'use_predefined_hps' auto-tuning failure for RANKING tasks

Question

'use_predefined_hps' auto-tuning failure for RANKING tasks

changhyunlee806 opened this issue 2 years ago · 7 comments

There seems to be a bug with 'use_predefined_hps' automatic tuning for RANKING tasks.
Sampling method SELGB gives an invalid argument error.
I have reproduced error using Google Collab stock example script.
https://colab.research.google.com/drive/1CItiBTm4jN7TKTsg5hozpg3T0f0FiLXD?usp=sharing

Have I written custom code (as opposed to using a stock example script provided in TensorFlow): Yes, but issue persists on stock example code.
OS Platform and Distribution (e.g., Linux Ubuntu 16.04): posix, Linux 5.10.147+
Mobile device (e.g. iPhone 8, Pixel 2, Samsung Galaxy) if the issue happens on a mobile device: N/A
TensorFlow version (use command below): 1.2.0
TensorFlow Decision Forest version: 1.3.0
Python version: 3.9.16
CUDA/cuDNN version: N/A
GPU model and memory: N/A

Below is the error log:

Answer 1 · 2023-04-03T17:31:06.000Z

Hi, thank you for the detailed report! This looks like a bug indeed, a fix is in our pipeline.

Answer 2 · 2023-04-05T16:13:30.000Z

FYI: The bug has been fixed and the fix will be included in the next version of TF-DF. I haven't looked into workarounds, is this something you need?

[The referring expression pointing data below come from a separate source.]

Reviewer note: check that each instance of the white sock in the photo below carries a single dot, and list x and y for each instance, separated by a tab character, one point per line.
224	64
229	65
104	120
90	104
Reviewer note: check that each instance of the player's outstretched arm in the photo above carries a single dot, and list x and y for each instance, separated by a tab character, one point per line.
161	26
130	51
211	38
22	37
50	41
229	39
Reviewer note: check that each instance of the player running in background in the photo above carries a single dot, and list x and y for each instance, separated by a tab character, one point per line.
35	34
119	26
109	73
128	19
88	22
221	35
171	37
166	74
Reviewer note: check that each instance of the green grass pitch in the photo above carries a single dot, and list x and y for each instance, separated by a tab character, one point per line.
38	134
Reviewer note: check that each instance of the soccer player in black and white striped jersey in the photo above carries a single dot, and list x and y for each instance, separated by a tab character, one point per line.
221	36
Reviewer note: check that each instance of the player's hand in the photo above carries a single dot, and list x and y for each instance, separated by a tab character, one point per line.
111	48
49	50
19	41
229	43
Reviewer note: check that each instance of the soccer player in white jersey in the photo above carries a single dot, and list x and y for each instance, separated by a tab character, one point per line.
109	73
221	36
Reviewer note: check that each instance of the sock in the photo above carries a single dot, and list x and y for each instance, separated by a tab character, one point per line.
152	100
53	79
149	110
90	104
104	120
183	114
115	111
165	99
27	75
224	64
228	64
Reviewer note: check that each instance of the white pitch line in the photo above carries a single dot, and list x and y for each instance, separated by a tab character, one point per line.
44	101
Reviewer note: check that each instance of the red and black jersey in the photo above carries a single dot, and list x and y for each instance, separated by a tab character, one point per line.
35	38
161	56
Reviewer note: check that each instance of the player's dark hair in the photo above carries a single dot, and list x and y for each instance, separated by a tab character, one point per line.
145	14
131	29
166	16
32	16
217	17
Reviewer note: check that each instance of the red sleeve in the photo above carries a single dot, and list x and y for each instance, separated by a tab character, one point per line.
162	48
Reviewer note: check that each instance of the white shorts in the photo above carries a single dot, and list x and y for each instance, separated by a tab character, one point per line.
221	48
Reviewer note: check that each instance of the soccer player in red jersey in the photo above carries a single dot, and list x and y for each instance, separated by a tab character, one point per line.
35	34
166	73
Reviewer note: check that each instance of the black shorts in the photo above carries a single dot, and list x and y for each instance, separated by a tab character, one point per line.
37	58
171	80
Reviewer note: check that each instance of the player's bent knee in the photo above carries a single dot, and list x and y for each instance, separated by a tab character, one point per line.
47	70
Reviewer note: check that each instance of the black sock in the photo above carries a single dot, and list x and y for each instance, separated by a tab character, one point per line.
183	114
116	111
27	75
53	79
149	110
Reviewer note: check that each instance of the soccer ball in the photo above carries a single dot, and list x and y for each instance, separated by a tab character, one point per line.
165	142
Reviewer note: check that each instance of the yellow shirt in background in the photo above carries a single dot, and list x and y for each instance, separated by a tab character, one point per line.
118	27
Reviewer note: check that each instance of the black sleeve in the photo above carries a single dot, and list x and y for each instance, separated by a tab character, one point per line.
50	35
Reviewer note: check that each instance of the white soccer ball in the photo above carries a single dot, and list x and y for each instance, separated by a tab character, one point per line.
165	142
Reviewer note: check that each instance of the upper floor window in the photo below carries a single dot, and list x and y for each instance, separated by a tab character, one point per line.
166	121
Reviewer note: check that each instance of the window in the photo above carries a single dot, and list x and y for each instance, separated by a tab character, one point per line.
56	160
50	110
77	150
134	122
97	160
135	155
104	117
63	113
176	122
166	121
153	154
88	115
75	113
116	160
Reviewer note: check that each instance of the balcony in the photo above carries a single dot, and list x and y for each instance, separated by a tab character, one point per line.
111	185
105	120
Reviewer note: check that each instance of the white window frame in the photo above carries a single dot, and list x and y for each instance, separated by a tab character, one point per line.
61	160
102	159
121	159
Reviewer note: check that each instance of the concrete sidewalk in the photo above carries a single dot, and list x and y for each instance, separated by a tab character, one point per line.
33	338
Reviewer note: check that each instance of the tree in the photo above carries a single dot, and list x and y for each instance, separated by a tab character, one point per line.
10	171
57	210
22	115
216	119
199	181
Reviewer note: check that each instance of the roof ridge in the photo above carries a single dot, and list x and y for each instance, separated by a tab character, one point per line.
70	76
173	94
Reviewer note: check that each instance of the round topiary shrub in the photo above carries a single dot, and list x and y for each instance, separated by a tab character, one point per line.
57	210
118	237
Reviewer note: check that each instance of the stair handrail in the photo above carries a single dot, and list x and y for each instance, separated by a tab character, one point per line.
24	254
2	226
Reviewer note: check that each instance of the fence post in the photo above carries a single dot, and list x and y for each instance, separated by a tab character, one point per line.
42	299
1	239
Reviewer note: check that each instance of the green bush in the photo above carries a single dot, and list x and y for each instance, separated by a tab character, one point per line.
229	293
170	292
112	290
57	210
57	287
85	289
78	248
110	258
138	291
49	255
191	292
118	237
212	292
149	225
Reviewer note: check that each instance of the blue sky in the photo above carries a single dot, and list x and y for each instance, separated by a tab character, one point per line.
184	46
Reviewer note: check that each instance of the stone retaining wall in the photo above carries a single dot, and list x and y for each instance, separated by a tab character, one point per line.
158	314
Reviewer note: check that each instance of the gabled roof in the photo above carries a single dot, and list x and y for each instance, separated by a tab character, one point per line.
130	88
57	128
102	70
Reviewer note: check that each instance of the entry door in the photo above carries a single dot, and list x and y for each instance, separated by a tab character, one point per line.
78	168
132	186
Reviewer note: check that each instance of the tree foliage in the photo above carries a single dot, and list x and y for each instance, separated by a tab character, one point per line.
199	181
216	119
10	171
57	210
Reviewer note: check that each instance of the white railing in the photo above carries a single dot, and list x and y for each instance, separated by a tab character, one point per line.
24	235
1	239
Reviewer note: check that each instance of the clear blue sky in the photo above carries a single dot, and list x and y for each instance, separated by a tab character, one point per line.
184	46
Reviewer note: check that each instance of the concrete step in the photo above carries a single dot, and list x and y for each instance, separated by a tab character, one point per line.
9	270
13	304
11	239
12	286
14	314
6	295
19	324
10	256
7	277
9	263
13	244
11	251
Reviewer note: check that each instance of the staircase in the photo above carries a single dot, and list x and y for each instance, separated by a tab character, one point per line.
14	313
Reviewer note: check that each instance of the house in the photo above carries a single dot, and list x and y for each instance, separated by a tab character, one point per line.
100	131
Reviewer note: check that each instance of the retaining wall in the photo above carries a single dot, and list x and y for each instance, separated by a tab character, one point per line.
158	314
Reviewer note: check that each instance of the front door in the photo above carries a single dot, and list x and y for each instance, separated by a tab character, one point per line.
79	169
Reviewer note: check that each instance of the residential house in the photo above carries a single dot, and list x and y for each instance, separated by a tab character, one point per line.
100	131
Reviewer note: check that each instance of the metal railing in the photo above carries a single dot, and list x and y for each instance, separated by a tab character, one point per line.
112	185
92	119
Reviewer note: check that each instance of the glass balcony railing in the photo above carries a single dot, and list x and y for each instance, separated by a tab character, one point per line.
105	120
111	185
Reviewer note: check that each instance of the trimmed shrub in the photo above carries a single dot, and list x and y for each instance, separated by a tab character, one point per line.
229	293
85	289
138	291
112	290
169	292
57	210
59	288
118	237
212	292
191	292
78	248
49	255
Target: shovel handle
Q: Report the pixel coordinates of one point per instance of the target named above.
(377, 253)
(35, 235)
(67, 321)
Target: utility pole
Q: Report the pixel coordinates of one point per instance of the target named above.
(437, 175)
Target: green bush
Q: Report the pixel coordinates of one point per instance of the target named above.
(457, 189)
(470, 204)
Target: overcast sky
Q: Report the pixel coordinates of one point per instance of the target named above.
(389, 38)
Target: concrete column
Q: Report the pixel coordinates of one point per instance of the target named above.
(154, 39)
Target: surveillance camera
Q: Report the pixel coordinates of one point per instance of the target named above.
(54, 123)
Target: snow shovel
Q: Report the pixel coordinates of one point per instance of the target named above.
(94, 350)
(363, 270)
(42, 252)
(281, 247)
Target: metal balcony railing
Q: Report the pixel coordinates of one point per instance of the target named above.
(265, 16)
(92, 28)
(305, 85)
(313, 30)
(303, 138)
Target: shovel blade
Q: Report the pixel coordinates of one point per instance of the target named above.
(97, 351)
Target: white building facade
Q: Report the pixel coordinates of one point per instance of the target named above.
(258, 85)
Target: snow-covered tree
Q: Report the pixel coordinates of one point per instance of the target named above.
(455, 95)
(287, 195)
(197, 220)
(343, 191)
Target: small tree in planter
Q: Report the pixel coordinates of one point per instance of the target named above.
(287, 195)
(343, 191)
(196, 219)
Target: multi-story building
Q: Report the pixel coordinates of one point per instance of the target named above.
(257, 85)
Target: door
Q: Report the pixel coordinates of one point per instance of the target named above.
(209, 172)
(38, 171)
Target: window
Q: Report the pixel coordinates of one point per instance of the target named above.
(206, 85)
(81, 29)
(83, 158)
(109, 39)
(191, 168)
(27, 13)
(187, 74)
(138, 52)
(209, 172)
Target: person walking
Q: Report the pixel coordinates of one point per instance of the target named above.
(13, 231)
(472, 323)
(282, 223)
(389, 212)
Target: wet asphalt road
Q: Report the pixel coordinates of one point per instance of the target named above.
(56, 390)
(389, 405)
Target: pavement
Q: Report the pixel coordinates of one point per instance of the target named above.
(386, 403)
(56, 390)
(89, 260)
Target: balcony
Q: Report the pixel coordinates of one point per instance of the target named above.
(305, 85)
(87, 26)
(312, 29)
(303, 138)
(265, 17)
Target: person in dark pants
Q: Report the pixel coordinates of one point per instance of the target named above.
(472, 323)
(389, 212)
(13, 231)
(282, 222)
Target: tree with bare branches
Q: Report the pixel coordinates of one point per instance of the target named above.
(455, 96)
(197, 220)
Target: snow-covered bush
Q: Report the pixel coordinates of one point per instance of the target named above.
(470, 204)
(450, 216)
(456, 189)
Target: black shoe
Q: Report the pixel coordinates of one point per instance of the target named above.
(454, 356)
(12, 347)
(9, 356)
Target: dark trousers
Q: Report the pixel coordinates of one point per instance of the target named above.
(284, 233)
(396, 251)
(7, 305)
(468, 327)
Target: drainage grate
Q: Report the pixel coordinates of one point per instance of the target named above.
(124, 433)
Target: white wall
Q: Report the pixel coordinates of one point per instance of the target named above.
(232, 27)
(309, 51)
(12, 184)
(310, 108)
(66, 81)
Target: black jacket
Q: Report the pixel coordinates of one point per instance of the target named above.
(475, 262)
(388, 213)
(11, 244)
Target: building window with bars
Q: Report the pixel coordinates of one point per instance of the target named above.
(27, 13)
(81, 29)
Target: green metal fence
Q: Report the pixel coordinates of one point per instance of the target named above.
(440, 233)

Answer 3 · 2023-04-05T17:37:21.000Z

Thank you for the fix, and I will look forward to the next version of TF-DF. In terms of workarounds, I have manually configured the tuner based on the hyperparameter log submitted to the Vertex AI job before the trainer throws the error. However, this means that I have excluded the hyperparameter that throws errors. Let me know if you have a better idea as a workaround!

Answer 4 · 2023-04-14T17:36:14.000Z

Thank you for raising this issue. I am experiencing the same problem with no workaround.

Answer 5 · 2023-04-14T21:39:36.000Z

The best workaround would be to define the hyper-parameters yourself. The quick-and-dirty way to do this is to just look up the proto used for the search space and hack it into TF-DF, see code below. Let me know if this is useful.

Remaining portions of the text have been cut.